Armenia and Ukraine in 2018 were archetypal examples of the tour’s two most common squash nations. The first squash courts in Armenia were built in 2011 by an industrialist who had picked up the game while working in Montreal. Today there are seven courts in the country. For a small sporting nation, it was big news to have world-class athletes like Ramy Ashour and Camille Serme in the country. Ukraine’s first courts, on the other hand, appeared in the mid-1990s and today there are about fifty nationwide. There, meetings with sports ministry officials were coupled with packed coaching and referee sessions and exhibitions that inspired the nascent squash community.
The tours are more than just squash. In Armenia, they took us to a fourth-century monastery carved out of a mountain, a beautifully situated Roman temple and the country’s moving genocide museum and memorial; in Ukraine, we visited the incredible 200-foot high Motherland statue commemorating the Second World War. Sabine Schoene carried a squash racquet up to Machu Picchu so she could hit a ball at the historic site. Vanessa Atkinson’s strongest memory from her 2003 tour to Russia was playing cards on the overnight train from St. Petersburg to Moscow. Mohamed ElShorbagy recalled a large, late dance party in Caracas. Linda Elriani loved hot-air ballooning in Kenya (she also went through fifteen rolls of film during her week there).
The 2006 tour included a visit to the world’s northernmost court, in Longyearbyen, on the Norwegian island of Svalbard, less than 600 miles from the North Pole. While on Svalbard, they were taken dog sledding. At one point coming down an incline, the sled hit a bump and Shelley tumbled off; Sarah Fitz-Gerald was left alone careening down the hill with no brakeman. Luckily the leader managed to halt the sled. A year later, they went to Las Hayas, a hotel in Ushuaia, Chile, the home of the world’s southernmost court. They also opened the national squash center in Kathmandu (and Tarantino paid for the center to get running water).
Like with all traveling, unexpected cross-cultural moments have been a delightful byproduct of the ambassador tour. Tarantino’s motto is “squash is not the reason, it’s the excuse.” There are hours of conversations, historical lessons writ large and small and surprising friendships. In 2018 learned about recent revolutions—Ukraine’s four years ago and Armenia’s this past spring. A few months after the 2003 tour to Russia, the National Hotel where they stayed in Moscow was blown up by a suicide bomber, killing five people. “These trips are intense, sometimes even spiritual,” Tarantino said.
Nicol David, a veteran of a record nine tours, was constantly recognized. Siyoli Waters remembered a group of Malaysians snapping photos of David near a cable car in Switzerland.

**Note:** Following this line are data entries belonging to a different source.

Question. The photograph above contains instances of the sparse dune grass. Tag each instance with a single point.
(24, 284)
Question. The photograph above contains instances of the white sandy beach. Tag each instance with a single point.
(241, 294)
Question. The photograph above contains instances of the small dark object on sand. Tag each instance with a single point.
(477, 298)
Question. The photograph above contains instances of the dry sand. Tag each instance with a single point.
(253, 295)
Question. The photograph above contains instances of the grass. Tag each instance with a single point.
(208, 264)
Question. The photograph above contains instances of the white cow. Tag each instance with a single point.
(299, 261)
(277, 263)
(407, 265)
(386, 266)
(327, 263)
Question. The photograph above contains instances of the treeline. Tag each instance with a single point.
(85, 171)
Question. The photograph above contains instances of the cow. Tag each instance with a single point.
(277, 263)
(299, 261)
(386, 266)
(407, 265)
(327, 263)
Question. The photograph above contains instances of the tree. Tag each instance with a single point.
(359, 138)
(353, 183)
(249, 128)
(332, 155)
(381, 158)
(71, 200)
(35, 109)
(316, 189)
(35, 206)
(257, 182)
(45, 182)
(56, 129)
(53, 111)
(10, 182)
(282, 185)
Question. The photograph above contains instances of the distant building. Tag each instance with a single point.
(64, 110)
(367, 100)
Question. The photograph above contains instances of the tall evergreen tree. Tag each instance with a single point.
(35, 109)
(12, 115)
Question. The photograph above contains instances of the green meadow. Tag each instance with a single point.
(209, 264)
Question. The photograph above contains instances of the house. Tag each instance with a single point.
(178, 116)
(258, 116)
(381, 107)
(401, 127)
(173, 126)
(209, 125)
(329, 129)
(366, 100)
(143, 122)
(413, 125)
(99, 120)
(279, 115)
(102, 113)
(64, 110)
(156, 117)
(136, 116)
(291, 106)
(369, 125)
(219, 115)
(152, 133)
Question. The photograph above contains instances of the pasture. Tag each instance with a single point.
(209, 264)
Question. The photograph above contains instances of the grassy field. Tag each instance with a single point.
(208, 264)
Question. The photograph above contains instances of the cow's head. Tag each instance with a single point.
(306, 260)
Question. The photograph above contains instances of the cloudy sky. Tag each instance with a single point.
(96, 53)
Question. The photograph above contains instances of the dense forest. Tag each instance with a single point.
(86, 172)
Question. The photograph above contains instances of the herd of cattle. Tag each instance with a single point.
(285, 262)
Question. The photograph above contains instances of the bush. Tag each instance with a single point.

Once, while the tour was in the dark of Gunung Mulu caves of Sarawak, a gaggle of visitors recognized her.
For Tarantino, the most memorable moment was in 2007. As they were getting on a plane heading to Montevideo, David was spotted by Nando Parrado. “I am Nando,” he said. “I can tell you are Nicol David.” Parrado was one of the rugby players on the Uruguayan plane that crashed in the Andes in 1972 (El Milagro de los Andes, immortalized in the book and movie Alive). When everyone landed in Montevideo, Parrado escorted them to the Old Christians Club, where the squash exhibition was being held that evening. Old Christians was also the club where the players on the 1972 plane were from.
In one simple gesture among the many created during all these years of travel, Parrado gave Tarantino an Old Christians tie—his favorite souvenir from all the tours.